Onder het voorbehoud dat de regering de in dit verslag opgenomen vragen en opmerkingen afdoende beantwoordt, acht de commissie de openbare behandeling van het wetsvoorstel voldoende voorbereid.

Algemeen

Inleiding

De leden van de CDA-fractie hebben met belangstelling kennis genomen van het nu voorliggende wetsvoorstel. Bij deze leden leven echter nog wel een aantal onduidelijkheden waarover zij graag met de regering van gedachten zouden wisselen.
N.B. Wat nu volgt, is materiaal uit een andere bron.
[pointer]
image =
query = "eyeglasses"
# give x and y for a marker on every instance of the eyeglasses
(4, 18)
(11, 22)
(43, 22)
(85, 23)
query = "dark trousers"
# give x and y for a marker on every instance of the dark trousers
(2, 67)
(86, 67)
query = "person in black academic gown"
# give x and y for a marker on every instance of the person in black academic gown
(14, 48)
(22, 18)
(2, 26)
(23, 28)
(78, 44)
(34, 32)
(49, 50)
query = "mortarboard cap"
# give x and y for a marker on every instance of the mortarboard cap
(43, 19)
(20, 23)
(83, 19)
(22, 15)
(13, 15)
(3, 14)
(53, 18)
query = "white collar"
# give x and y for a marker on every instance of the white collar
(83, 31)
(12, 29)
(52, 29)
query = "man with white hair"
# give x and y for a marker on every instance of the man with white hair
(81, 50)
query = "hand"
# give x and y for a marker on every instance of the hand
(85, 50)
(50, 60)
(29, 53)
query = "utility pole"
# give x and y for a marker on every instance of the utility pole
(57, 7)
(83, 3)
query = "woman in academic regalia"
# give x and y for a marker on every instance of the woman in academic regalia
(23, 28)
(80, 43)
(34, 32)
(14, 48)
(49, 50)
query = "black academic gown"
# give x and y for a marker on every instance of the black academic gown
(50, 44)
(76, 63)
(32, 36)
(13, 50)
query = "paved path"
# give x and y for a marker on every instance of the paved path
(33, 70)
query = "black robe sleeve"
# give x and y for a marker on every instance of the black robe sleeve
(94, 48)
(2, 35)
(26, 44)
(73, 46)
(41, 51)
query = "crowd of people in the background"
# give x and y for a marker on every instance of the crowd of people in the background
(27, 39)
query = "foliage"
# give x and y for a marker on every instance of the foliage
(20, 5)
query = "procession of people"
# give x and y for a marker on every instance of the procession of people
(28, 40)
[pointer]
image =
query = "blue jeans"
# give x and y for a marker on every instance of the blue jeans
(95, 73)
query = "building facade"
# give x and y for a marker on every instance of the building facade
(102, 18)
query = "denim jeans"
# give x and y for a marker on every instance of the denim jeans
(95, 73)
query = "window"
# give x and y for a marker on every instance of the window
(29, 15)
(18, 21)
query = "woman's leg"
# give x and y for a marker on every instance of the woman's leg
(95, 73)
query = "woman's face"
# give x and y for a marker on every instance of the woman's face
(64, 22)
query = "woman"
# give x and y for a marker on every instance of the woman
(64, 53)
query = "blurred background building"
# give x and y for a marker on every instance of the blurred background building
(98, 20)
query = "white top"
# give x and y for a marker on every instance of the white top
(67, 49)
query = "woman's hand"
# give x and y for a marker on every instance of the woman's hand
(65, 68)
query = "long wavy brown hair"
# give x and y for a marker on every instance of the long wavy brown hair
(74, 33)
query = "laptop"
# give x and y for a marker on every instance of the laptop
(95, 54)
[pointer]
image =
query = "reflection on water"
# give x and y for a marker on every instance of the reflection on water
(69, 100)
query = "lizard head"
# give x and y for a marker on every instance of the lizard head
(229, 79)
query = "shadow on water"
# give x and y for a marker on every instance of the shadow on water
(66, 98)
In de memorie van toelichting wordt aangeven dat er wel sprake is van het feit dat er een algemene verklaring is aangenomen over militaire kwesties die verband houden met het gemeenschappelijk Europees luchtruim, maar dat de verordening hierop geen betrekking heeft. Kan de regering aangeven waarom er is gekozen om militaire kwesties buiten deze verordening te houden en welke gevolgen dit zou kunnen hebben voor het totstandkomen van functionele luchtruimblokken? Is bij de regering bekend hoeveel procent van het Nederlandse luchtruim hierdoor buiten de werking van de verordening valt en hoe dit percentage zich verhoudt tot de ons omliggende landen?
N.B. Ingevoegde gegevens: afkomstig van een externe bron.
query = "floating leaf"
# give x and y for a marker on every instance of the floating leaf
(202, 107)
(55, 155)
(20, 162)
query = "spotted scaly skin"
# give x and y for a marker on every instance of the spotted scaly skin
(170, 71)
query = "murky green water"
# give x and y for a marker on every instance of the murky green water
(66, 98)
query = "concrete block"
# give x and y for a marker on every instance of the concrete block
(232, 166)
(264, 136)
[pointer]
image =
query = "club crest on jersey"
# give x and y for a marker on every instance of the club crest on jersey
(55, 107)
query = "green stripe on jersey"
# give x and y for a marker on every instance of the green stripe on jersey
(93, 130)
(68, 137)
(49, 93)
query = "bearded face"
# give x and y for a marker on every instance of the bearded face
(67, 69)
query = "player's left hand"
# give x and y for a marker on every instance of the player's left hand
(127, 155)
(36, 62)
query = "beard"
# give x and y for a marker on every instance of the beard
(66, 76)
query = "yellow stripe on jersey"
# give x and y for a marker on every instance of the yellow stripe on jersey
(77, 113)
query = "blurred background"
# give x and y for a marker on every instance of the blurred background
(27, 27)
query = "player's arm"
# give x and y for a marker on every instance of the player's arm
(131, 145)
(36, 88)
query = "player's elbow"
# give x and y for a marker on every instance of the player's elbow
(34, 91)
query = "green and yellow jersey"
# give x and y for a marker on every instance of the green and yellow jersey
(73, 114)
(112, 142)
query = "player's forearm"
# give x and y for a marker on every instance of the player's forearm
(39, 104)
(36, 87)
De regering geeft aan dat met het nu voorliggende wetsvoorstel slechts een eerste stap wordt gezet op weg naar een gemeenschappelijk Europees luchtruim. Een volgende stap zal worden gezet voor 31 december 2006 wanneer de Commissie aan zowel het Europees Parlement als de Raad verslag heeft moeten uitbrengen over een studie naar de voorwaarden waaronder het concept van het gemeenschappelijke Europese luchtruim in de toekomst ook op het lagere luchtruim van toepassing kan zijn. Is de regering voornemens om in de nota naar aanleiding van het verslag rekening te houden met de conclusies van eerder genoemd verslag? Kan de regering ook aangeven op welke wijze zij betrokken is bij de totstandkoming van het verslag en of zij een visie heeft op de wijze waarop positie van de Mainport Schiphol zo goed mogelijk tot haar recht komt bij toekomstige ontwikkelingen? Mocht die visie niet bestaan, is de regering voornemens om deze te ontwikkelen?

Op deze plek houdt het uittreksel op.